None of it would have happened if the groups had not talked out their differences face to face, said Yrchik, the teachers’ union official. “I have to confess I was impressed with the way the process worked,” he said. “If something like this had occurred in the shadows . . . and we had objected to things being put in [the bill], the entire legislative process would have gotten bollixed up.”
As the clock ticked toward the legislature’s midnight adjournment on May 5, lawmakers faced one last hurdle.

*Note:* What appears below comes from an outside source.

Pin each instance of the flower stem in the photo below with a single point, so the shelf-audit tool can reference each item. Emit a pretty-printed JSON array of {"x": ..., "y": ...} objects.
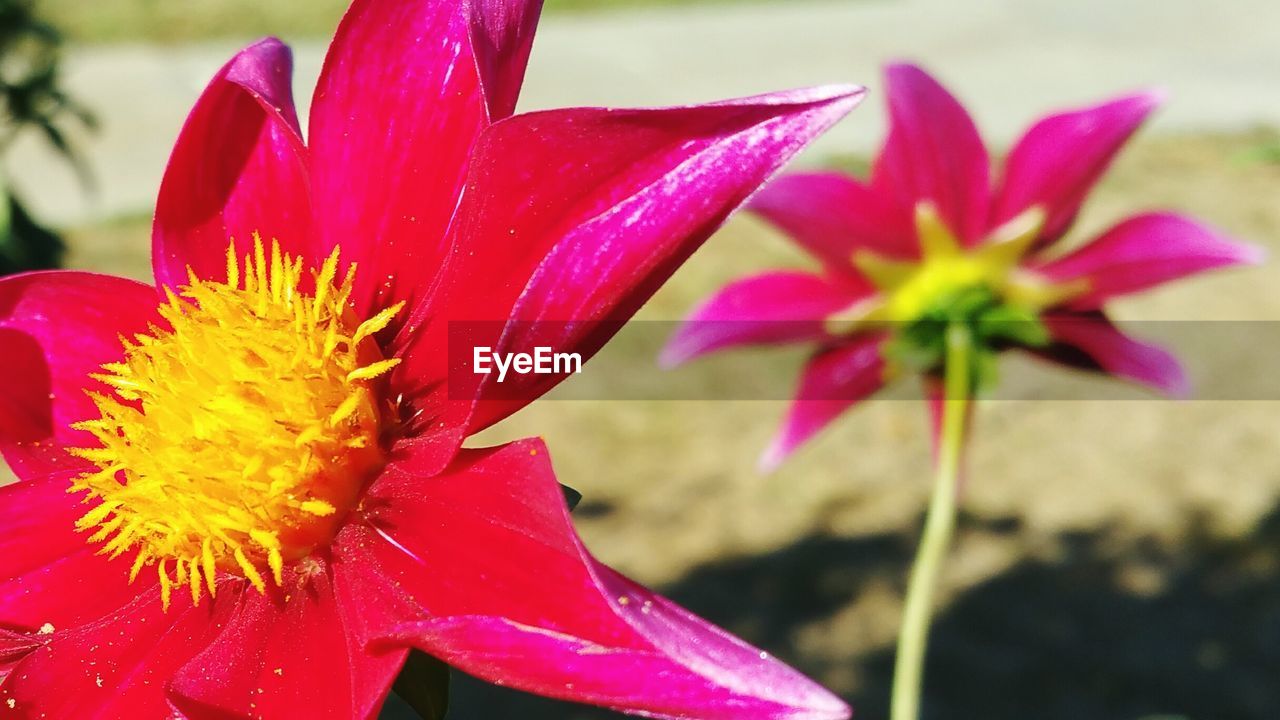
[{"x": 938, "y": 527}]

The Senate had passed the Race to the Top bill, and the House of Representatives had passed the Black and Puerto Rican Caucus’ Achievement Gap bill. But Gaffey said the Senate would not vote to approve the Achievement Gap bill until the House first approved the Race to the Top legislation.
Recalling that the House had failed to pass a secondary school reform bill a year ago, Gaffey said he feared the Race to the Top bill could lose support from House members if the Achievement Gap bill had already won final approval.
Who would vote first? Gaffey refused to budge. There was a standoff.
After much wrangling, the House agreed to combine the two bills. The Black and Puerto Rican Caucus legislation strengthened the overall reform package, said Fleischmann. The House debated the package for seven hours, approving it just before 3 a.m. on the final day of the legislative session. Later that day, only hours before the deadline, the Senate approved the bill.
Later, Gaffey admitted there had been moments of doubt. “It was an incredibly fine balance that had to be struck,” he said. “If anybody had suggested a year ago that we’d be able to pass that big a package . . . I think most people in this building would say absolutely no way.”